Friends didn’t invite her out as much. She tended to say no to invitations as she didn’t want to let people down and worried she’d be holding the others back or would overdo it. She felt increasingly isolated and started to wonder if she might be getting depressed.
She hoped the answer was out there
In spite of all this, Pat continued to hope that the answer was out there. She thought she would find the answer if she just tried harder, asked to see another professional or bought a different gadget.
Well-meaning relatives and friends advised she see a particular complementary or alternative therapist or try some type of new, often radical, treatment. Some of these treatments felt nice at the time, but they failed to help her in the long term.
Pat felt increasingly desperate as she thought about how things used to be and how her life seemed to be falling apart.
Pat had heard about different injections and operations. Her new GP referred her to try some injections. Unfortunately they didn’t work.
Although Pat was in severe pain, she wasn’t suitable for surgery. She was told that operations are only appropriate for a small number of people and that it still might not help in the long term.
In a way she was relieved because she was aware from previous abdominal surgery that there were potential risks and complications, no guarantee of success and often a long and difficult recovery period.
She started to lose confidence
The more Pat struggled to control her pain, the more she avoided the things that were important to her, such as spending time with friends, gardening, playing with her grandchildren and going on holiday. She started to lose her confidence in meeting people.
A pain rehabilitation centre
Pat went back to her GP and asked about other treatments. He suggested another course of physiotherapy but also mentioned a new pain rehabilitation centre. Pat was keen to find out what the service could offer and asked her GP to refer her.
Pat attended the service and was assessed by a team of different clinicians. They spent time finding out about the effects of her pain. They explored her medication and her experience of treatments not leading to long-term pain reductions or increases in function.
Instead of trying treatments again that had already failed, they suggested a different approach that would involve rehabilitation to help her to do the things that were important to her in life, with the pain.

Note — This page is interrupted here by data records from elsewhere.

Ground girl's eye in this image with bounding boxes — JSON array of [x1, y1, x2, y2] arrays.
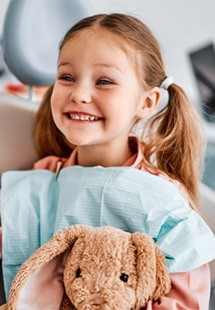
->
[[60, 75, 75, 82], [76, 267, 81, 278], [96, 79, 113, 85]]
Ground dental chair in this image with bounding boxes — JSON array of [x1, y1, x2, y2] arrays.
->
[[0, 0, 95, 305]]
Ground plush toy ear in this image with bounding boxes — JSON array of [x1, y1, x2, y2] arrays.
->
[[5, 225, 90, 310], [152, 244, 171, 300], [132, 233, 170, 309]]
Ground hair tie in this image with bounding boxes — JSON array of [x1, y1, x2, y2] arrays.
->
[[160, 76, 174, 90]]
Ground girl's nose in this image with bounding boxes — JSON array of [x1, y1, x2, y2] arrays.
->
[[70, 83, 92, 104]]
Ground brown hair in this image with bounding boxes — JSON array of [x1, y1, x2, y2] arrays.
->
[[36, 14, 204, 206]]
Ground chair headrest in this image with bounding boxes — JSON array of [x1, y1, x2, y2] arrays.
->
[[3, 0, 94, 86]]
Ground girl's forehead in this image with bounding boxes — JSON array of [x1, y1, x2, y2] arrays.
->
[[62, 27, 128, 52], [60, 26, 140, 64]]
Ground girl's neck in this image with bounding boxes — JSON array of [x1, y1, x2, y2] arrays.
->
[[77, 144, 134, 167]]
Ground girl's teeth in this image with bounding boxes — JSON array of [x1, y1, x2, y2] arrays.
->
[[70, 113, 99, 121]]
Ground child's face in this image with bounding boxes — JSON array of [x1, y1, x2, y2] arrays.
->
[[51, 29, 150, 151]]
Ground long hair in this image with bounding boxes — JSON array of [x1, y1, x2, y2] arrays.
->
[[34, 14, 204, 206]]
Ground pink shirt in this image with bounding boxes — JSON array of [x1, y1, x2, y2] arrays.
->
[[34, 147, 210, 310]]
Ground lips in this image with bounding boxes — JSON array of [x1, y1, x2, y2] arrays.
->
[[65, 112, 102, 122]]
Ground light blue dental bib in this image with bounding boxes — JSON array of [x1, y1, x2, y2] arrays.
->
[[1, 166, 215, 296]]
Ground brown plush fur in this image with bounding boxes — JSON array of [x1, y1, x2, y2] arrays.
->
[[0, 225, 170, 310]]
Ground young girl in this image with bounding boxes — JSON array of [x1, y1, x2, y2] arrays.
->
[[2, 14, 215, 310]]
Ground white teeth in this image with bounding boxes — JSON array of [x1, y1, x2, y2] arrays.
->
[[69, 113, 99, 121]]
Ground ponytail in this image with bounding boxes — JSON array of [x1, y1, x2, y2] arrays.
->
[[144, 84, 204, 207]]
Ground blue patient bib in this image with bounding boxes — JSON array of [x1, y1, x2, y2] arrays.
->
[[1, 166, 215, 296]]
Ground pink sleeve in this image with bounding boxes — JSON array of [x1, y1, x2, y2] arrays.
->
[[146, 264, 210, 310]]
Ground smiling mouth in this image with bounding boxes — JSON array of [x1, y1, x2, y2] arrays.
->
[[65, 112, 102, 122]]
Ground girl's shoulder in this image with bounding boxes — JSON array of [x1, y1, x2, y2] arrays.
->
[[33, 155, 66, 173]]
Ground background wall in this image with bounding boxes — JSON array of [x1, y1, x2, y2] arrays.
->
[[0, 0, 215, 103]]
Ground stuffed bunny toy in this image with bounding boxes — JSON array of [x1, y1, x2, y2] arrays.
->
[[0, 225, 170, 310]]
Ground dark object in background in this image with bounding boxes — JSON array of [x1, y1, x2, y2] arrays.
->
[[188, 43, 215, 122]]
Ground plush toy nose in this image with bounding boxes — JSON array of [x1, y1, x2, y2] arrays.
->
[[89, 293, 105, 305]]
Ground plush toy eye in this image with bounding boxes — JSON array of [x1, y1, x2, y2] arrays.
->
[[119, 273, 128, 282], [76, 267, 81, 278]]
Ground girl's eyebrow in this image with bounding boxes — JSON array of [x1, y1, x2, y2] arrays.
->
[[95, 63, 122, 73], [57, 62, 123, 73], [57, 62, 73, 68]]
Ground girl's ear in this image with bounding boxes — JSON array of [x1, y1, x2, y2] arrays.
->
[[137, 86, 161, 119]]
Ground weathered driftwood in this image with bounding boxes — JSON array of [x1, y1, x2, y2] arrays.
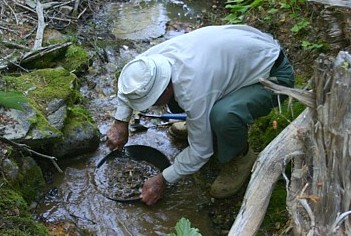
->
[[229, 52, 351, 236], [308, 0, 351, 8], [33, 0, 45, 50], [229, 109, 311, 236]]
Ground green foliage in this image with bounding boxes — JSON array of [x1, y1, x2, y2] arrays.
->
[[0, 189, 49, 236], [249, 101, 305, 151], [225, 0, 264, 24], [0, 91, 27, 110], [168, 217, 201, 236], [301, 40, 326, 51], [290, 19, 310, 34]]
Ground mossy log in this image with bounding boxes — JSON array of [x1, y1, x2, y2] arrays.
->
[[308, 0, 351, 8], [229, 52, 351, 236]]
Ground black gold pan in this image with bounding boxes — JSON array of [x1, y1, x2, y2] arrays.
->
[[94, 145, 170, 202]]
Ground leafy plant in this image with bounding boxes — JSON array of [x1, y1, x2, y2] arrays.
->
[[301, 41, 325, 51], [291, 19, 310, 34], [168, 217, 201, 236], [225, 0, 263, 24], [0, 91, 27, 110]]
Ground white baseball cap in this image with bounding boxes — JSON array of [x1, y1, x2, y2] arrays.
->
[[118, 54, 172, 111]]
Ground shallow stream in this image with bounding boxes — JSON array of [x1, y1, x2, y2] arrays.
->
[[37, 0, 219, 235]]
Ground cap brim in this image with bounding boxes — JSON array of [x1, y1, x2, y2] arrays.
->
[[128, 54, 172, 111]]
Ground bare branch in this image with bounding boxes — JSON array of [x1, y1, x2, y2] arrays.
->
[[0, 136, 63, 173], [33, 0, 45, 50], [260, 79, 316, 108]]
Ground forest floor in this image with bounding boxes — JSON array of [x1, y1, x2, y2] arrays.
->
[[0, 0, 351, 235]]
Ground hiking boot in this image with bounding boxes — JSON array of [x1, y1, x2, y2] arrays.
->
[[210, 148, 257, 198], [168, 121, 188, 140]]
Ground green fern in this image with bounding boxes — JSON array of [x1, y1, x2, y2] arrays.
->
[[168, 217, 201, 236], [0, 91, 27, 110]]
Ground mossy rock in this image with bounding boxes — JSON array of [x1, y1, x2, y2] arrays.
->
[[21, 45, 89, 74], [0, 188, 49, 236], [2, 68, 79, 114], [59, 45, 89, 75], [46, 106, 100, 158]]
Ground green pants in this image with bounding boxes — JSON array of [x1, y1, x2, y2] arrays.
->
[[210, 54, 294, 163]]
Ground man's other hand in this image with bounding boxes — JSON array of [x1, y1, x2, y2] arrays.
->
[[140, 174, 166, 206], [106, 120, 129, 150]]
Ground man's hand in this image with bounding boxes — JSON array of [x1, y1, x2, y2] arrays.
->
[[107, 120, 129, 150], [140, 174, 166, 206]]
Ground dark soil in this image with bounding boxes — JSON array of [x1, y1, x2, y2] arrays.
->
[[0, 0, 351, 235], [95, 157, 160, 202]]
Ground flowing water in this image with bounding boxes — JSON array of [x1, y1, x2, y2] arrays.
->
[[37, 1, 219, 235]]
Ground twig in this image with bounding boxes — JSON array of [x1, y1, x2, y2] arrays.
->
[[260, 79, 316, 108], [332, 211, 351, 233], [77, 8, 87, 19], [0, 25, 20, 35], [33, 0, 45, 50], [1, 41, 30, 51], [15, 1, 36, 13], [21, 42, 72, 63], [4, 0, 18, 25], [0, 136, 63, 173]]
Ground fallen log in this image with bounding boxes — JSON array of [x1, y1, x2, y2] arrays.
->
[[229, 108, 312, 236], [308, 0, 351, 8], [229, 52, 351, 236]]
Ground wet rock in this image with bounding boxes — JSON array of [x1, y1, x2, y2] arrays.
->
[[1, 159, 19, 181], [0, 105, 37, 140], [48, 120, 100, 158], [46, 99, 67, 130]]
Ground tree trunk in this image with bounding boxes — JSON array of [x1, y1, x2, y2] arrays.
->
[[288, 52, 351, 235], [229, 52, 351, 236]]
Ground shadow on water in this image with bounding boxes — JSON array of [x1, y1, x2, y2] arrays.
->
[[38, 1, 220, 235]]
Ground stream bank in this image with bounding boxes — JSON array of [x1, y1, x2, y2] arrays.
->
[[1, 0, 350, 235]]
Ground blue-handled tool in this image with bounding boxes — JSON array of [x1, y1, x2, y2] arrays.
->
[[139, 113, 186, 120]]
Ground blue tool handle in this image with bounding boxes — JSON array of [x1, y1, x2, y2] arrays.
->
[[160, 113, 186, 120]]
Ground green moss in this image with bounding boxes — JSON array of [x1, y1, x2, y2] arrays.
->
[[18, 162, 46, 202], [0, 188, 49, 236], [257, 181, 289, 236], [68, 105, 95, 123], [249, 101, 305, 151], [3, 68, 79, 113], [0, 185, 29, 216], [0, 216, 49, 236], [60, 45, 89, 74]]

Pat was sceptical as she felt she’d already tried this and didn’t want to be in pain. They asked Pat to identify what she’d like to be able to do and outlined the purpose and structure of a group pain rehabilitation programme aimed at helping her achieve her goals.
Pat and the pain team thought that she would be suitable and might benefit from the group rehabilitation programme.

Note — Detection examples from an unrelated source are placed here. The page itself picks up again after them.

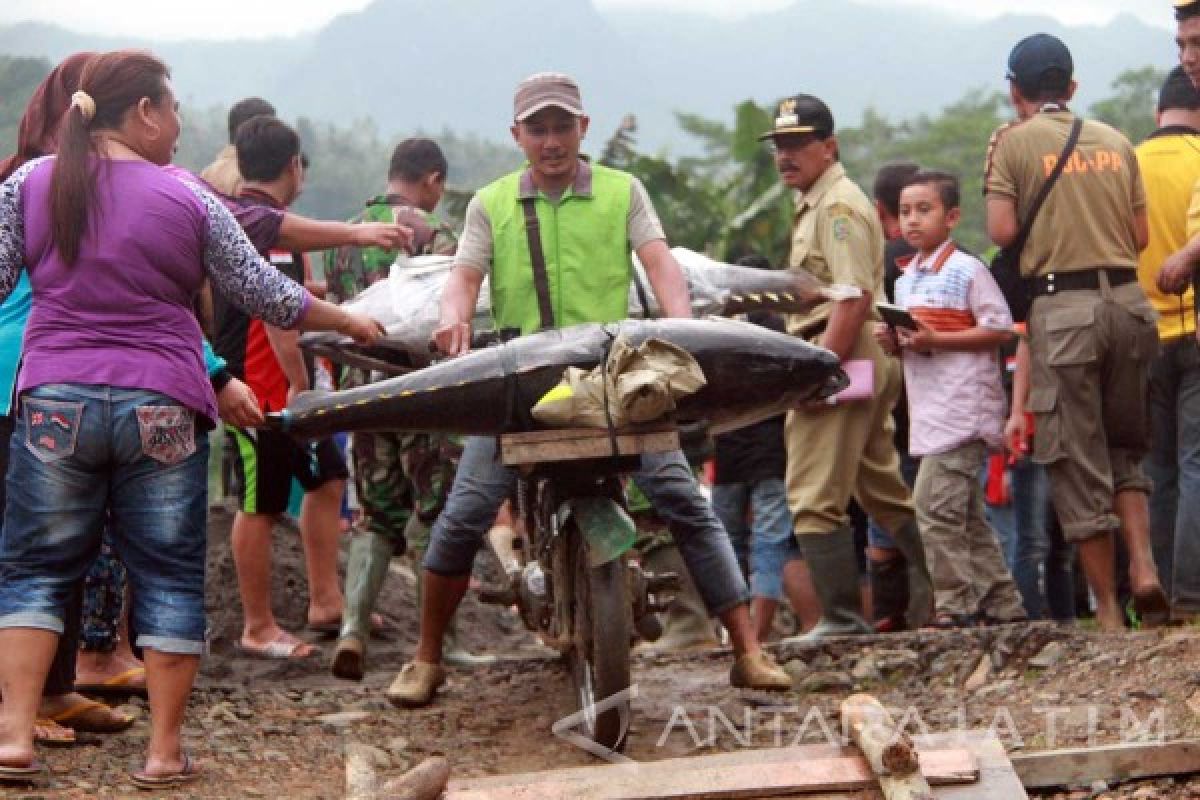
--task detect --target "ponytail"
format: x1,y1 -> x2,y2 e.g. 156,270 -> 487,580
50,106 -> 96,264
50,50 -> 170,264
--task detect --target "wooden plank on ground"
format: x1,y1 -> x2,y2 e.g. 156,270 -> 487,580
1013,739 -> 1200,789
913,730 -> 1028,800
446,746 -> 979,800
500,425 -> 679,467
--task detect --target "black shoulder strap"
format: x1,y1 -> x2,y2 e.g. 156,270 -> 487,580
521,197 -> 554,331
1012,116 -> 1084,253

Pat attended the programme and felt that she had benefited from being with other people who had similar difficulties. The programme was hard work and at the end her pain was pretty much the same. However, she was able to do more of the things that were important to her.

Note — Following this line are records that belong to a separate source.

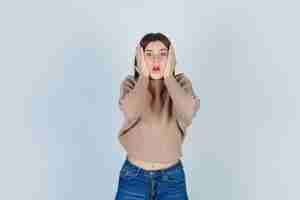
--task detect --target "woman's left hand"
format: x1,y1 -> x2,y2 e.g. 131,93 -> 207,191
164,44 -> 176,78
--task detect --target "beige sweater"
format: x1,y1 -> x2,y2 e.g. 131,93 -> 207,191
118,73 -> 200,163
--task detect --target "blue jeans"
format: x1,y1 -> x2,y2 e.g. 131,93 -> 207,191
115,157 -> 188,200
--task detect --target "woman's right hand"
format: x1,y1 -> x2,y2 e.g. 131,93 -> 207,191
136,44 -> 150,78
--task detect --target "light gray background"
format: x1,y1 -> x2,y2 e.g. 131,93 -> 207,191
0,0 -> 300,200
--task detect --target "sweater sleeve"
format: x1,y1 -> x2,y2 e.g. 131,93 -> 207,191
165,73 -> 200,128
119,75 -> 149,121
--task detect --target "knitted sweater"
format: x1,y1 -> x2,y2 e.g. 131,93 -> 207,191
118,73 -> 200,163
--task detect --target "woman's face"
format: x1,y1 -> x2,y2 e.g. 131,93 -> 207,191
144,41 -> 168,79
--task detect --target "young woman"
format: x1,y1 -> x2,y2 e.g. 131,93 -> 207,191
115,33 -> 200,200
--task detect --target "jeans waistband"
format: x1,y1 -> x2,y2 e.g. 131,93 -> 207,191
124,157 -> 183,176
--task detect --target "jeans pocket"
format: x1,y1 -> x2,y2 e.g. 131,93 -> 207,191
120,166 -> 139,180
165,168 -> 185,183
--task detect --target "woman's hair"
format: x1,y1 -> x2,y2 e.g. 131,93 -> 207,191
134,33 -> 175,79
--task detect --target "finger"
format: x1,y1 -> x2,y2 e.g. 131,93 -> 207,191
124,82 -> 134,89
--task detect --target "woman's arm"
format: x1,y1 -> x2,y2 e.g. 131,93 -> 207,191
119,75 -> 149,121
164,73 -> 200,127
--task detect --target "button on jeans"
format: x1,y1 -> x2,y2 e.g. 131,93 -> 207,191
115,157 -> 188,200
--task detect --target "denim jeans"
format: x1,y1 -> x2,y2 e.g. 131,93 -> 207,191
115,157 -> 188,200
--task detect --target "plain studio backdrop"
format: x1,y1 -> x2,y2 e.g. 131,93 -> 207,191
0,0 -> 300,200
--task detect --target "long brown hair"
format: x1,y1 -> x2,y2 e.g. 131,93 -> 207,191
134,33 -> 175,80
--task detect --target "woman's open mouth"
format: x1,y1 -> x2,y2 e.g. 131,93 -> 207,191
152,66 -> 160,72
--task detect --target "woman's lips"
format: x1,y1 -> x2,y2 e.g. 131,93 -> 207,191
152,66 -> 160,71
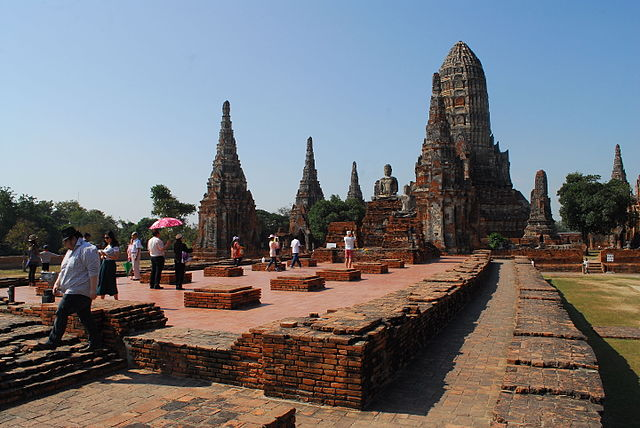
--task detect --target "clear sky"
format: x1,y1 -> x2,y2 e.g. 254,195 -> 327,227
0,0 -> 640,221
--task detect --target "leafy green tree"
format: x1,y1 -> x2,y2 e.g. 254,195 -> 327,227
558,172 -> 632,243
309,195 -> 366,242
5,219 -> 47,254
151,184 -> 196,221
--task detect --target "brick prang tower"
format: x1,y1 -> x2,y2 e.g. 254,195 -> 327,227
523,170 -> 558,244
195,101 -> 259,259
289,137 -> 324,250
347,161 -> 364,202
416,42 -> 529,252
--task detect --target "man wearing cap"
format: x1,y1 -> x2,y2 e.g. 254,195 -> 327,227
42,227 -> 102,350
129,232 -> 142,281
173,233 -> 193,290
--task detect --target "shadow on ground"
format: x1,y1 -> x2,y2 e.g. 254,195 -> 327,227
560,292 -> 640,427
367,262 -> 500,415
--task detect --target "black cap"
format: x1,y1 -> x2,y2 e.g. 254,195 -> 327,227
61,226 -> 78,241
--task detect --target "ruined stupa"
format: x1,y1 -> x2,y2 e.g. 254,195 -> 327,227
194,101 -> 259,259
289,137 -> 324,249
522,170 -> 558,245
347,161 -> 364,202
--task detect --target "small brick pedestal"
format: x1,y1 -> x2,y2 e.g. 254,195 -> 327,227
316,269 -> 362,281
204,266 -> 244,277
271,275 -> 324,291
251,262 -> 288,272
184,284 -> 262,309
353,263 -> 389,273
380,259 -> 404,269
140,272 -> 191,285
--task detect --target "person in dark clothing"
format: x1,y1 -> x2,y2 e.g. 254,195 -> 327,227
173,233 -> 193,290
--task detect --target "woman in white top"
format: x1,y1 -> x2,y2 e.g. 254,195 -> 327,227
96,231 -> 120,300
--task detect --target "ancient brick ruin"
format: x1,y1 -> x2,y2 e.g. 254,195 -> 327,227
347,161 -> 364,202
413,42 -> 529,252
194,101 -> 259,260
290,137 -> 324,249
521,170 -> 559,245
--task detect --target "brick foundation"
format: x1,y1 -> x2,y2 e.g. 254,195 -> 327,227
270,275 -> 324,291
316,269 -> 362,281
184,285 -> 262,309
204,266 -> 244,277
353,262 -> 389,274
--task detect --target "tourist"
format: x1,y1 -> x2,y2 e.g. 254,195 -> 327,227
173,233 -> 193,290
127,232 -> 142,281
147,229 -> 169,290
40,227 -> 101,351
40,245 -> 59,272
291,238 -> 302,269
27,235 -> 40,286
265,234 -> 280,272
96,231 -> 120,300
231,236 -> 244,266
344,230 -> 356,269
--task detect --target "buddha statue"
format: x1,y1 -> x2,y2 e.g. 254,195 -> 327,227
371,164 -> 398,201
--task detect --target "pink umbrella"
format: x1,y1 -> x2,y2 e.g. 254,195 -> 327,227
149,217 -> 182,229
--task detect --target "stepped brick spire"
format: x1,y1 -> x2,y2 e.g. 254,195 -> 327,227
412,73 -> 471,251
196,101 -> 259,258
289,137 -> 324,250
415,42 -> 529,252
522,170 -> 558,244
611,144 -> 627,182
347,161 -> 364,202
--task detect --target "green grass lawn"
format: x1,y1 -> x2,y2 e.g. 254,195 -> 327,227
545,273 -> 640,427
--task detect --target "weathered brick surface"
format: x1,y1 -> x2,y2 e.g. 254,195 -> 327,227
492,258 -> 604,427
270,275 -> 324,291
251,262 -> 287,272
379,259 -> 404,269
316,269 -> 362,281
126,252 -> 490,408
204,266 -> 244,277
184,284 -> 262,309
353,262 -> 389,274
140,272 -> 192,285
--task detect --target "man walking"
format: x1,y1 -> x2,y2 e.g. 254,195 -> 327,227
147,229 -> 170,290
291,238 -> 302,269
42,227 -> 102,351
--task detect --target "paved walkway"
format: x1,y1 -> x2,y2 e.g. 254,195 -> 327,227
16,256 -> 465,333
0,261 -> 516,428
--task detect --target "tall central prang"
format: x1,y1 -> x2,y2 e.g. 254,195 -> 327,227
414,42 -> 529,252
195,101 -> 259,259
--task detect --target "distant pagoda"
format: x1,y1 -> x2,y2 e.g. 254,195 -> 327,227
290,137 -> 324,250
611,144 -> 628,183
347,161 -> 364,202
195,101 -> 259,259
522,170 -> 558,245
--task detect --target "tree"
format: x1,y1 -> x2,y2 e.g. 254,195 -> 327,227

She had a better understanding of her choices and what to use as her guide in making decisions about what she did. She also felt less distressed by her pain and was less disabled.
She was playing with her grandchildren again, socialising more and went on holiday for the first time in years. Overall, she felt that she had a much better quality of life. She, not her pain, was now back in charge of her life.
This case study is based, with the authors’ permission, on one written by Dr Kevin Vowles and Dr Miles Thompson in a book chapter in 2011 (Acceptance and Commitment Therapy for chronic pain. In L. M. McCracken (Ed.) Mindfulness and Acceptance in Behavioral Medicine: Current Theory and Practice (pp. 31–60). Oakland: New Harbinger Press).
Gail Sowden is a consultant physiotherapist with the Interdisciplinary Musculoskeletal Pain Assessment and Community Treatment (IMPACT) Service in Staffordshire and the Arthritis Research UK Primary Care Centre at Keele University.